According to Traditional Chinese Medicine, all strong emotional stimuli stresses out and injures the Liver first and worst! That stimuli leads energy to stagnate in the body. Stagnation causing friction. Friction causes heat and heat rises. It is that excess heat quickly rising like the hot air over a campfire that wreaks havoc in the other organs in the body as well.
As the energy of the liver becomes in excess to its normal parameters, the spleen takes a beating. Now, the liver and spleen have a closely tied relationship, and accordingly, it is the job of the liver to keep the spleen under control. But nobody likes to be over-controlled! When the liver is in excess it creates a relative deficiency in the spleen causing it to weaken.
When you think of a weak spleen, think digestive upset….bloating, gurgling, lack of appetite and loose stool… Good times! The problem is, your spleen is one of the two organs responsible for taking in the raw materials that your body depends on.
Your spleen takes the food you eat (Gu Qi) and transforms it into the Qi and blood your body needs. It then transports it around your body to nourish all the tissues with the help of the heart.
However when the liver puts it in an energetic “headlock”, little gets made and even less gets moved, which means all the stuff accumulates in your midsection. Hence the bloating, gurgling lack of appetite and loose stool. Get the picture?
Now here is where the situation gets depressing. Figuratively and literally. A healthy spleen is required to generate the energy necessary to ensure healthy lung function, and an unhealthy lung…… leads to depression!
What organs are impacted by depression?
The Huang Di Nei Jing states that “Sadness, grief and depression consume the Qi (energy) of the lung”. That lack of energy leads to symptoms of shortness of breath, tightness in the chest, cough, nasal congestion and runny nose.

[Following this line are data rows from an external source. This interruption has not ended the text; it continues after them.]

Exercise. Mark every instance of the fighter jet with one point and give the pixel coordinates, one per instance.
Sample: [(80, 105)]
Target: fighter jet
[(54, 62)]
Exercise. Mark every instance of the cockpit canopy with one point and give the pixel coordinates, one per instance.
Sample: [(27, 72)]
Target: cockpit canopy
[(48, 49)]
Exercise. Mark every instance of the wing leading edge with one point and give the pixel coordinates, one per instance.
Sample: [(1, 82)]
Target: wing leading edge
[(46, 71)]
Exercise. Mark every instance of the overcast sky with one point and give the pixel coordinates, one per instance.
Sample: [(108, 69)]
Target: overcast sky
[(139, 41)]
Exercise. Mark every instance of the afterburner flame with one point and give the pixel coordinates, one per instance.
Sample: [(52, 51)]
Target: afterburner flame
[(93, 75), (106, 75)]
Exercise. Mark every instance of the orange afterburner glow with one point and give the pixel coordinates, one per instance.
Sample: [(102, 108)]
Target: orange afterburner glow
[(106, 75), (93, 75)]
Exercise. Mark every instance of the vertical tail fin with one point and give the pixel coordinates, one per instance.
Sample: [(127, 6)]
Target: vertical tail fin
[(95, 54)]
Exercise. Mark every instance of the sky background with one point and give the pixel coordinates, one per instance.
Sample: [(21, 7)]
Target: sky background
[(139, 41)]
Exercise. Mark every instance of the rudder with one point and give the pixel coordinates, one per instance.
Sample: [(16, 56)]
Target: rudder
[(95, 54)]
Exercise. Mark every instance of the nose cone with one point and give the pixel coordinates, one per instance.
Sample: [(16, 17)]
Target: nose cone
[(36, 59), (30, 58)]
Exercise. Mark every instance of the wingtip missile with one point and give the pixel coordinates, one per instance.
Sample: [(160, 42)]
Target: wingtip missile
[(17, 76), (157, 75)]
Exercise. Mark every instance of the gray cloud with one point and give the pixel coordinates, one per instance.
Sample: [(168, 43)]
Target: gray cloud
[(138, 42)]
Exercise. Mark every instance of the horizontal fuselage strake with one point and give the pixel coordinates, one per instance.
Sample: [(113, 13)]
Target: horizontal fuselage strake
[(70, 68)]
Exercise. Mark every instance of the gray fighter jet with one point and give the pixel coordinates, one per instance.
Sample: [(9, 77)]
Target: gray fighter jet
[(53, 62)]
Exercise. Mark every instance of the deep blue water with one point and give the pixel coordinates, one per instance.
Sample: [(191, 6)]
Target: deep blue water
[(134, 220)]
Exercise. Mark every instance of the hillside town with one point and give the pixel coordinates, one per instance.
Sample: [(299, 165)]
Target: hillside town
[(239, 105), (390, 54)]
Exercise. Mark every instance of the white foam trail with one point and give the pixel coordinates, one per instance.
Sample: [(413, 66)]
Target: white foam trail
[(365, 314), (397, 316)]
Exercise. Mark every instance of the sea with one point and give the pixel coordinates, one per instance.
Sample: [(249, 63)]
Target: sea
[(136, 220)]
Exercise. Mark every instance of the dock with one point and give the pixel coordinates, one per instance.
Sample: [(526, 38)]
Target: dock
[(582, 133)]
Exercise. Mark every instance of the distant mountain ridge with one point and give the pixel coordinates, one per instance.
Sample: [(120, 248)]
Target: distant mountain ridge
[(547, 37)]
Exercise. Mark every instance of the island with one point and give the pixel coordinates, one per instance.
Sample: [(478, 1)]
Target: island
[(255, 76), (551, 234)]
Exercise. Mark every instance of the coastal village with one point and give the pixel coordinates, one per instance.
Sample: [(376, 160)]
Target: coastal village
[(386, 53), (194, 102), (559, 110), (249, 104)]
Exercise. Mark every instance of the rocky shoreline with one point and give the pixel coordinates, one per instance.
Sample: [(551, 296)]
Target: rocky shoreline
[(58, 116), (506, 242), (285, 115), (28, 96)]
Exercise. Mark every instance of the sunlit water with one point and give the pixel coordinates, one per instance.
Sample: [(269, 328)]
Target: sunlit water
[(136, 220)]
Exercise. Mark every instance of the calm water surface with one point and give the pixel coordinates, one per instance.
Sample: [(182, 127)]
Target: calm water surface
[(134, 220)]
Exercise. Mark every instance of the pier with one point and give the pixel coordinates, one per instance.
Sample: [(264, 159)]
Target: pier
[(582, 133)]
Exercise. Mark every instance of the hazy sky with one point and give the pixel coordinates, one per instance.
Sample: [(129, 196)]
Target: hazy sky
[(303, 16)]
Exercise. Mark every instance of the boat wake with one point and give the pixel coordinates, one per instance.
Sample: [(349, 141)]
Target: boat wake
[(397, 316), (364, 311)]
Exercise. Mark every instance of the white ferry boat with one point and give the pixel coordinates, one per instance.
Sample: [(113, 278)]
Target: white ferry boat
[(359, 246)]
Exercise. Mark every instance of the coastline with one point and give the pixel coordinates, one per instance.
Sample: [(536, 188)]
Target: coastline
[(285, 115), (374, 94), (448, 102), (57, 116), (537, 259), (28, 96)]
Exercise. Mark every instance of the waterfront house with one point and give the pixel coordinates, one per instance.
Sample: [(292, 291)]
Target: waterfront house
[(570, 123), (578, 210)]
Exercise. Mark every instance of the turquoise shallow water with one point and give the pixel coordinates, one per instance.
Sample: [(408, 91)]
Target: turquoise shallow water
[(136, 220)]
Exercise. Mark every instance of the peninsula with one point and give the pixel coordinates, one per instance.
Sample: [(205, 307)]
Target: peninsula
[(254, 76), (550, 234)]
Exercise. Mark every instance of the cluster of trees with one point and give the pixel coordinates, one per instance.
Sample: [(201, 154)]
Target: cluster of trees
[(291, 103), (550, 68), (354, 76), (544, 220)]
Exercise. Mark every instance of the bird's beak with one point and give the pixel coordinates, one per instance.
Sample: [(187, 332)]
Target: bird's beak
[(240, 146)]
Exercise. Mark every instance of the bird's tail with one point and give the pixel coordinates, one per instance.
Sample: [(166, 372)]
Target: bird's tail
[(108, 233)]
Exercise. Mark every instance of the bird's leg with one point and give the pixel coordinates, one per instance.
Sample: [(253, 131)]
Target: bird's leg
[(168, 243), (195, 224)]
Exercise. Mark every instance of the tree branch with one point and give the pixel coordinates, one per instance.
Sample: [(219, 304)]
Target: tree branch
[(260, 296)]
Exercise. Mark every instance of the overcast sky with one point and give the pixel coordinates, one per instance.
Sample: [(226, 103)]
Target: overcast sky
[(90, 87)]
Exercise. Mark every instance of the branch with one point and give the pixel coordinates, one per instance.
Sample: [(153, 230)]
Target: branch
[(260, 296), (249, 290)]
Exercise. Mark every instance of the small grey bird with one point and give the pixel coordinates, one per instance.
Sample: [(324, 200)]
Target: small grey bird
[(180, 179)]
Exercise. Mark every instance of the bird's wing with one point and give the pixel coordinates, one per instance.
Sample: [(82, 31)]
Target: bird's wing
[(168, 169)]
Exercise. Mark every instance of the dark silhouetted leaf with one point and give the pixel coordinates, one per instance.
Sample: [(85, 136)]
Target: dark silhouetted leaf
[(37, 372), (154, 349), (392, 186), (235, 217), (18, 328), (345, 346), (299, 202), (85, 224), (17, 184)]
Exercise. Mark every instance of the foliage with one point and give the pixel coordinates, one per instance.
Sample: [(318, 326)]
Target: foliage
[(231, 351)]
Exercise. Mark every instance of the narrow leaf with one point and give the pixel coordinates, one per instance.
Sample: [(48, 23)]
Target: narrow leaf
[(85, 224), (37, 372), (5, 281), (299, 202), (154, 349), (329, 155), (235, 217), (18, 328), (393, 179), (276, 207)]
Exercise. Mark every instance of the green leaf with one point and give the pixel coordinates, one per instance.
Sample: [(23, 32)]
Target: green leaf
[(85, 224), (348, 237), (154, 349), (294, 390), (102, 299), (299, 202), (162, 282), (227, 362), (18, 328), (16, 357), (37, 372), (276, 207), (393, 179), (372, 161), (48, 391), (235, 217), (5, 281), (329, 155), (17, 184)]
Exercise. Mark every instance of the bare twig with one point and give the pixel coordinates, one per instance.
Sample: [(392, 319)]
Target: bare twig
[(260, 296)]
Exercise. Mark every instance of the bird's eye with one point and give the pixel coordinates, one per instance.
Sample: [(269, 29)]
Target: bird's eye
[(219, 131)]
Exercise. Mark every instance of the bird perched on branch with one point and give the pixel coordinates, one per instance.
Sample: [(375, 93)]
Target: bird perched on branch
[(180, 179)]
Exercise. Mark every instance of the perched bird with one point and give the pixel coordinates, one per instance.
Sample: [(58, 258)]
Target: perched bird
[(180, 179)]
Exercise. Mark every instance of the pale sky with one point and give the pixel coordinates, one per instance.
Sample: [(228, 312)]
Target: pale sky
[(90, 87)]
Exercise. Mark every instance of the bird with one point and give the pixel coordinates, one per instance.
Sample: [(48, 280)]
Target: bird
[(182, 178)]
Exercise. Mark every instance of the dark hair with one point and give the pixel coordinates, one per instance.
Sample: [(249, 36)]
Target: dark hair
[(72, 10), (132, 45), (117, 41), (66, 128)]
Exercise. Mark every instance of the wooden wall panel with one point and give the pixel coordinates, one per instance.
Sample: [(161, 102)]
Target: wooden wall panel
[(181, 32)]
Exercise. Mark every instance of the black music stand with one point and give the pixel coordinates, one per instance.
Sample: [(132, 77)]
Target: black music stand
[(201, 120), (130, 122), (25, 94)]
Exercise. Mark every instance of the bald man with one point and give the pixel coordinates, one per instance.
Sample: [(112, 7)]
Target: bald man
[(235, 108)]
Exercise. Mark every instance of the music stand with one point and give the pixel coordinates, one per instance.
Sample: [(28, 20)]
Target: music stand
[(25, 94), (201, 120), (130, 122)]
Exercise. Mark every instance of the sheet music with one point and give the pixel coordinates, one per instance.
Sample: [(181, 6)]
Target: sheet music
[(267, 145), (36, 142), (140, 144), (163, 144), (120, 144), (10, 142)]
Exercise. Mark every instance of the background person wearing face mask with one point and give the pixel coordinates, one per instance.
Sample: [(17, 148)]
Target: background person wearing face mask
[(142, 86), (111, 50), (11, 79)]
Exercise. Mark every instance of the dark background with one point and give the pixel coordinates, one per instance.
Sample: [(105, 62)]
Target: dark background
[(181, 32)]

Picture a person who just ended a longtime serious relationship or lost a loved one. It's a different kind of cry, isn't it? Their nose is running, their breathing is short and constrained, their chest is tight. They lie in bed physically unable to get up because the weight of the emotional pressure is simply insurmountable. This is the powerful dis-ease that is true sadness, grief or depression.
The lung is tasked with taking in the air we breathe (Kong Qi) and then dispersing the fine energized mist of the lungs to the skin where it regulates the pores of the skin, as well as descend that mist downward to the other organs of the body to ensure their proper function.
The lung’s paired organ, the large intestine is directly impacted by any lack of that moistening lung mist. Have you ever noticed that when your nasal passage is all plugged up so is….. the other end, lol?
When the lung’s Qi is weakened due to it being consumed by the emotional stimuli, it’s descending and dispersing function is shut down and all that fluid moves back up in the wrong direction and ends up on your tissue.
How does anxiety affect depression?
Thinking and feeling are definitely not the same thing, but man, do they have an effect on each other. In life, when things feel like the SHTF, it’s amazing how your mind can go into overdrive.
Remember, in TCM we always look at the relationships between organs. Everything is connected, so everything has an effect on everything else including within the body. Understanding the connections and effects is key to healing the body when things go wrong.
The energy the lung needs to be strong and healthy is directly related and generated by the energy the spleen manufactures from the food and water we take in. So when your monkey mind is off the rails and leading you to spin your mental wheels in place, you stagnate the Qi of your spleen leaving it and you exhausted.
Think of your spleen and lung as having a mother and child relationship. If mom is exhausted she has no energy to give to her child (the lung) and therefore the child becomes weakened as well.
All that thinking has made the body tired and weak. That weakness and fatigue has now led to the emotional reaction of being overwhelmed and unable to cope, hence, feelings of depression.
How does food affect depression?
It’s been said “Let food be thy medicine, and let medicine be thy food”. That being said, all organs in our body are affected by different flavors we eat. Your body often knows what nutrients it requires at different times and will send you signals by way of food cravings if you listen.
When you get a cold, it's amazing how everything in you seems to be screaming “Chicken soup!”. Now you might have assumed that it was because mom made you that when you were a kid. But what if I was to tell you that chicken strengthens the Qi of your spleen.
In addition, that kind of soup often includes garlic and onion. Both of these are pungent in flavour, which surprise surprise, strengthen the lung! But remember too much of a good thing is not good. Overindulging in certain flavours will also have the effect of weakening the corresponding organ.
Kidney - salty
Liver - sour
Heart - bitter
Spleen - sweet
Lung - pungent
It's a bit of a chicken and egg kind of thing, where a weak lung will crave the pungent flavour, but too much pungent will end up drying out the lung leading to a weakened state. In either case depression can be the result.
Emotions go the same way. A weakened lung will cause depression and depression will cause the lung to weaken by consuming its Qi. To make all the diet stuff easier to follow, I did a video for my patients on Foods for the Lung a while back, it breaks down oils, spices and different food ingredients to strengthen your lungs.
Can you use Qigong for Depression?
I’m sure it’s no surprise that Qigong practice is my goto solution for dis-ease in the body. Our body is built to heal, but it has problems doing so when our fight or flight response is perpetually turned. Unfortunately for most people that is virtually the only state they exist in.
The magic of Qigong is it's literally moving meditation. As you may already know, one of the most incredible benefits of meditation is its ability to shift your nervous system from sympathetic to parasympathetic, or from fight or flight to rest, digest and heal.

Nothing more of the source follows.